Anoreksja czy anoreksje?
Pytanie odrobinę naiwne ale tylko z pozoru. Jeśli by popatrzyć na to z fenomenologicznego punktu widzenia to każda anoreksja będzie inna, każdy pacjent lub pacjenta będzie miała swoją anoreksję. Ale nawet jeśli popatrzyć na to z czysto klinicznego punktu widzenia to okaże się, że ten zespół objawów wpisuje się w różne osobowości i zdarzają się postaci anoreksji mniej lub bardziej niebezpieczne.
Zachęcam, żeby przed przejściem dalej zapoznać się z poprzednim wpisem Stosunek pacjenta do objawu prognostyk leczenia.
Mamy więc Pacjentkę, która akceptuje swoje objawy jako element swojej osobowości i stylu życia. Odmawia jedzenia bo uznaje, że tak jest dla niej lepiej. Problem ma natomiast z tym, że jej otoczenie tego nie rozumie.

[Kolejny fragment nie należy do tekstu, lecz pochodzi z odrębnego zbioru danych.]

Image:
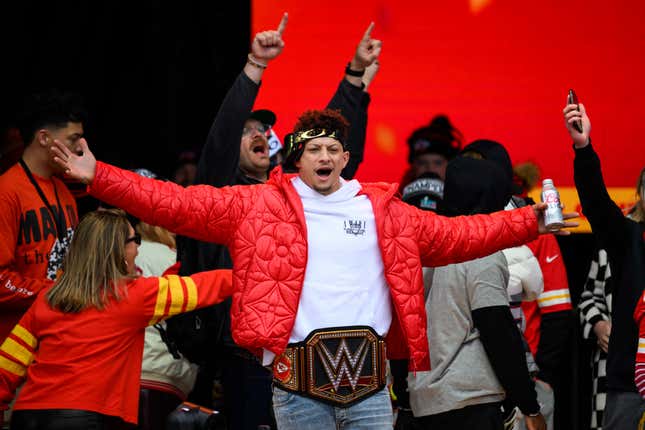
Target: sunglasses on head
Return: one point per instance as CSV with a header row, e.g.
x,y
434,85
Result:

Druga Pacjentka boi się natomiast o swoje życie. Odmawia jedzenie bo coś jej tak karze, nie potrafi wyrwać się ze szponów objawu, który traktuje jak nałóg.

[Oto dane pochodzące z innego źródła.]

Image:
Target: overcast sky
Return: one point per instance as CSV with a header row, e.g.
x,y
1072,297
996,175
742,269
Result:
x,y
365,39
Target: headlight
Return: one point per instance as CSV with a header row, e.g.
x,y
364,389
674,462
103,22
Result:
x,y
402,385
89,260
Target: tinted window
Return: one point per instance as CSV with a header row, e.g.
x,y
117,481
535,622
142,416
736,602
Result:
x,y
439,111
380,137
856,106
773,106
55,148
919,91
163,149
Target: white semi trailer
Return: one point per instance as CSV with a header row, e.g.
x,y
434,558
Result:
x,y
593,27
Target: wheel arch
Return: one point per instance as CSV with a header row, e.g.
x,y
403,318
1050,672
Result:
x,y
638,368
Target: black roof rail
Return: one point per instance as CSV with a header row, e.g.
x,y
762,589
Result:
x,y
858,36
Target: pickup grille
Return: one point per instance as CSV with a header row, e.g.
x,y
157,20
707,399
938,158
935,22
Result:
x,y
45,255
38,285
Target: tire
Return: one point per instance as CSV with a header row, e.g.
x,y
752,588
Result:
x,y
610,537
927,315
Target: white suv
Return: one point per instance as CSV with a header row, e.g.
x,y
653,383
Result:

Oczywiste, że rokowania i powodzenie leczenia w wypadku drugiej pacjentki będą bardziej optymistyczne ale zwróciłbym Państwa uwagę na fakt, że chociaż obie pacjentki borykają się z anoreksją to ich stosunek emocjonalny do objawu i sam objaw jest bardzo różny.
Mając kontakt z pacjentkami i ich rodzinami, które borykają się z anoreksją doszedłem do wniosku, że ta choroba psychiczna często jest traktowana bardziej jako choroba o charakterze somatycznym a aspekt emocjonalno-psychologiczny jest bardzo często pomijany. Personelowi, rodzinie i czasami samej chorej zależy na tym by „zaczęła jeść”. Problem staje się tak naglący i ważny, że wszyscy zapominają zadać pytanie „dlaczego”.

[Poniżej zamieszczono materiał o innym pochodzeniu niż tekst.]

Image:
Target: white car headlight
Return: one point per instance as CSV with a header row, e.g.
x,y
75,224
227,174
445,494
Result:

Najbardziej fascynujące jest to, że każda z tych osób w toku terapii znajdzie inną odpowiedź na tak postawione pytanie. Im bardziej rozbity, zniszczony, smutny i pusty świat wewnętrzny pacjenta tym więcej uwagi poświęcamy jego spektakularnym i wyraźnym objawom. Dla personelu medycznego, rodziców i samych pacjentów często jest to łatwiejsze niż długa i trudna wędrówka wgłąb siebie.
Wszystkich bliskich osób chorych na anoreksje zachęcam więc do jak najczęstszego zadawania pytania „dlaczego?”.